More than half of the small businesses profiled in a recent study by Symantec did not have a disaster preparedness plan in place. Without plans for evacuation, employees won’t know where to go when a crisis strikes and pandemonium can quickly ensue. Taking the time to create even a cursory preparedness plan is worth its weight in safety.
Planning for a disaster is not always easy, and employees at small businesses often wear many hats – so it can be a challenge to find the time. Some companies need to be struck with an extended power outage or flood to realize the necessity of disaster preparedness planning.

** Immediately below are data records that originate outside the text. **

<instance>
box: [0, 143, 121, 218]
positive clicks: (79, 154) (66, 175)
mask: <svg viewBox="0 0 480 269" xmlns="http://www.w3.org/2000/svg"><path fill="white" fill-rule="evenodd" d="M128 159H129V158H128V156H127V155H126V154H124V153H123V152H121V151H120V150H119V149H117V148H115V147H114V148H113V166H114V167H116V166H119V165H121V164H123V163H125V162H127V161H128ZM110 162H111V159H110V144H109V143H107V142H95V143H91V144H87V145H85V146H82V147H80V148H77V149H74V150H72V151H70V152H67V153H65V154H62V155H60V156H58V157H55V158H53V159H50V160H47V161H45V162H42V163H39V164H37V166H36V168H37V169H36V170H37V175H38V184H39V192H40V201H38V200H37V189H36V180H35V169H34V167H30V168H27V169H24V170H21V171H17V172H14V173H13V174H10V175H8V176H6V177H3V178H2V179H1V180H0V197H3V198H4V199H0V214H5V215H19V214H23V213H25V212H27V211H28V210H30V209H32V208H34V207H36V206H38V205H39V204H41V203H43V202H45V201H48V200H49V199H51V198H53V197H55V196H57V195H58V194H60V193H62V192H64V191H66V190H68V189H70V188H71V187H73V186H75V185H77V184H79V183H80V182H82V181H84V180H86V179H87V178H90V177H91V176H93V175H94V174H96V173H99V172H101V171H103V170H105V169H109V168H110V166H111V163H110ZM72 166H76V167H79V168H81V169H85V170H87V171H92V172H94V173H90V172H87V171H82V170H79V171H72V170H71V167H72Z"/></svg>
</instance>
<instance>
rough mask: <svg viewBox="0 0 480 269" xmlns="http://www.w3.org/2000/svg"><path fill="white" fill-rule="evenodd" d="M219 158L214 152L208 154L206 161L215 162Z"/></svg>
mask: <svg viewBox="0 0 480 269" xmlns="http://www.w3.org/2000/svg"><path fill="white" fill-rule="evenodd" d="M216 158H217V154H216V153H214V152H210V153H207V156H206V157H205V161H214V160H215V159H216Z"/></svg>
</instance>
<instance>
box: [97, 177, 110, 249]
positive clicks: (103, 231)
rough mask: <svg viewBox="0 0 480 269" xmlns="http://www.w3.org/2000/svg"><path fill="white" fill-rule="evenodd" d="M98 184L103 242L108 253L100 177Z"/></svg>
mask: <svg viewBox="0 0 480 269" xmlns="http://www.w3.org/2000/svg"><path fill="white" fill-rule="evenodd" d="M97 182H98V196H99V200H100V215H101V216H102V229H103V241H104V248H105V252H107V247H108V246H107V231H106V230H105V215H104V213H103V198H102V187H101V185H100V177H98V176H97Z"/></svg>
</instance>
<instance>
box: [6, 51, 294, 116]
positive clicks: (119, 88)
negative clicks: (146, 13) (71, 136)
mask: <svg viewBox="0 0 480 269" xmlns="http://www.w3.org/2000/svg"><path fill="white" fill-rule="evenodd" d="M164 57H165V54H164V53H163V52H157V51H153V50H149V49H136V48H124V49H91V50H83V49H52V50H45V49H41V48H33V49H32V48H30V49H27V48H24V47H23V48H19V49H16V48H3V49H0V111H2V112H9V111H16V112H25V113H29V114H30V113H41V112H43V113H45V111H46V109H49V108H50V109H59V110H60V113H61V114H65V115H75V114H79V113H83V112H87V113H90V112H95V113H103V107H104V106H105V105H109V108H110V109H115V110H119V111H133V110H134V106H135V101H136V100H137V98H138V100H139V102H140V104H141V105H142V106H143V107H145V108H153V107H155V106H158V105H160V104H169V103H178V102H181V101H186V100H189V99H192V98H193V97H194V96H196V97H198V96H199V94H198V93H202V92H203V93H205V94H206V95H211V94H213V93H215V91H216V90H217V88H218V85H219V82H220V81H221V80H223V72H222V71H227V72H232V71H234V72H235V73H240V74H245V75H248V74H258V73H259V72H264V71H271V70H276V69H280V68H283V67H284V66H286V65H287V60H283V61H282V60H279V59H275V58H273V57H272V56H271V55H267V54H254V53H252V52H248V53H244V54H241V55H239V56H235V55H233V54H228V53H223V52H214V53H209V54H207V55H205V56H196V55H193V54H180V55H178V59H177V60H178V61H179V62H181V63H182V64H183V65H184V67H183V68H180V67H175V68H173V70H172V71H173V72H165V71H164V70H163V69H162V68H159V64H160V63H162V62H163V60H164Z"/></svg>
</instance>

The first priority for most companies is backing up their computer and IT networks, but the human side of disaster planning is equally important.

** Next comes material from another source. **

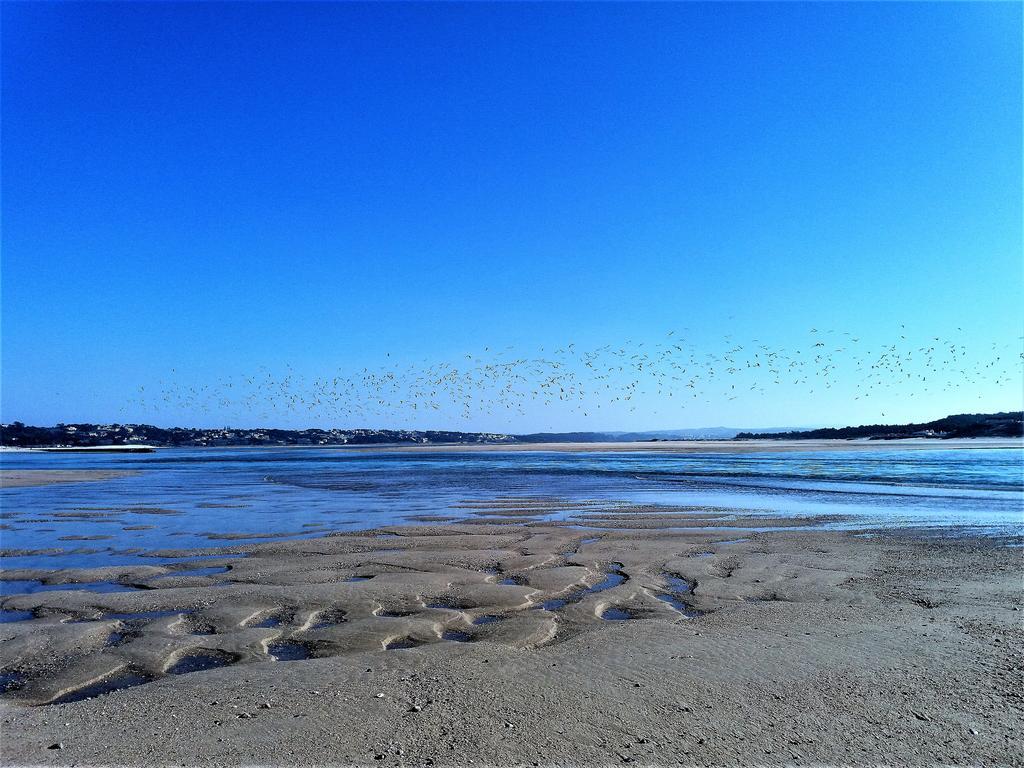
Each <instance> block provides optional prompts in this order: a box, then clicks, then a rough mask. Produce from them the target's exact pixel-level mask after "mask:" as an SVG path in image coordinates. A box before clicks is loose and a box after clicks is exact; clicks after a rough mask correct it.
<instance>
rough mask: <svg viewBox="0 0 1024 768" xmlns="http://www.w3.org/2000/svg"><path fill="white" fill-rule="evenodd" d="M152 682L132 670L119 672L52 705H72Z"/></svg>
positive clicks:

Evacuation plans will save lives, even for those businesses with a handful of employees. If employees don’t know where the exits are and a fire strikes, an employee could wind up in a dangerous situation that could easily have been avoided.
What is your company’s disaster plan? A good plan will have the following components:
- Communication and coordination. Does your company have a plan for who will communicate to internal and external publics? How will employees know what to do?

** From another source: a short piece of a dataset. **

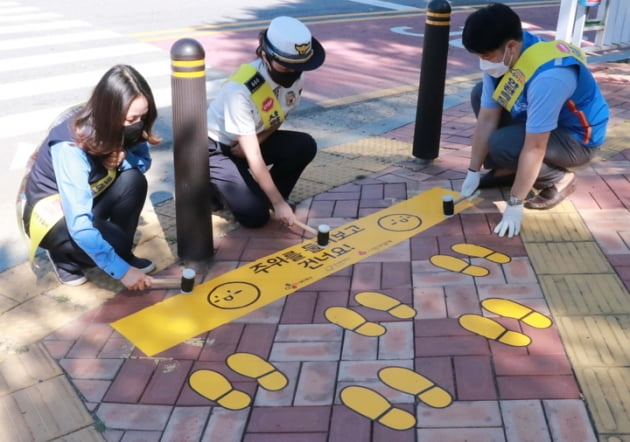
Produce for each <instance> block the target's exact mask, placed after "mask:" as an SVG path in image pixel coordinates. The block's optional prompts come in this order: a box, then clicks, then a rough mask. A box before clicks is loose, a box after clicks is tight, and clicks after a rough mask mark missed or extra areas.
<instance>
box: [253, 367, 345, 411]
mask: <svg viewBox="0 0 630 442" xmlns="http://www.w3.org/2000/svg"><path fill="white" fill-rule="evenodd" d="M273 365H274V366H275V367H276V368H277V369H278V371H280V372H281V373H283V374H284V375H285V376H286V377H287V379H288V381H289V383H288V385H287V386H286V387H284V388H283V389H282V390H278V391H268V390H265V389H264V388H259V389H258V391H257V392H256V398H255V399H254V405H255V406H259V407H271V406H273V407H278V406H289V405H292V404H293V398H294V396H295V390H296V388H297V383H298V379H299V375H300V366H301V362H275V361H274V363H273ZM333 380H334V378H333Z"/></svg>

- Emergency responses should be practiced and drilled, so that when lightning strikes, everyone knows how to proceed.
- Supplies like water, blankets and high energy snacks should be tucked away where employees can reach them in the event of extended emergency situations.
- Evacuation should be orderly and rehearsed. Even a small company can identify all of the exits and designate how people should leave in the event of a disaster.
- Another area that small businesses struggle with is bench strength in key positions. Cross-training staff to fill in different roles is always a good idea and also helps to grow employee knowledge and loyalty.
Another mistake small companies can make is to put off even a small plan; instead waiting until they have the time to produce the perfect plan. Even a small plan that is well-executed – like taking five minutes at a staff meeting to make sure everyone knows where all of the exits are – is better than no plan at all.
Just like wearing a helmet before a bicycle crash, we doubt you are ever going to say, “I wish we hadn’t spent time creating that preparedness plan.” When the day arrives that it’s needed, you will always feel good that a plan is in place.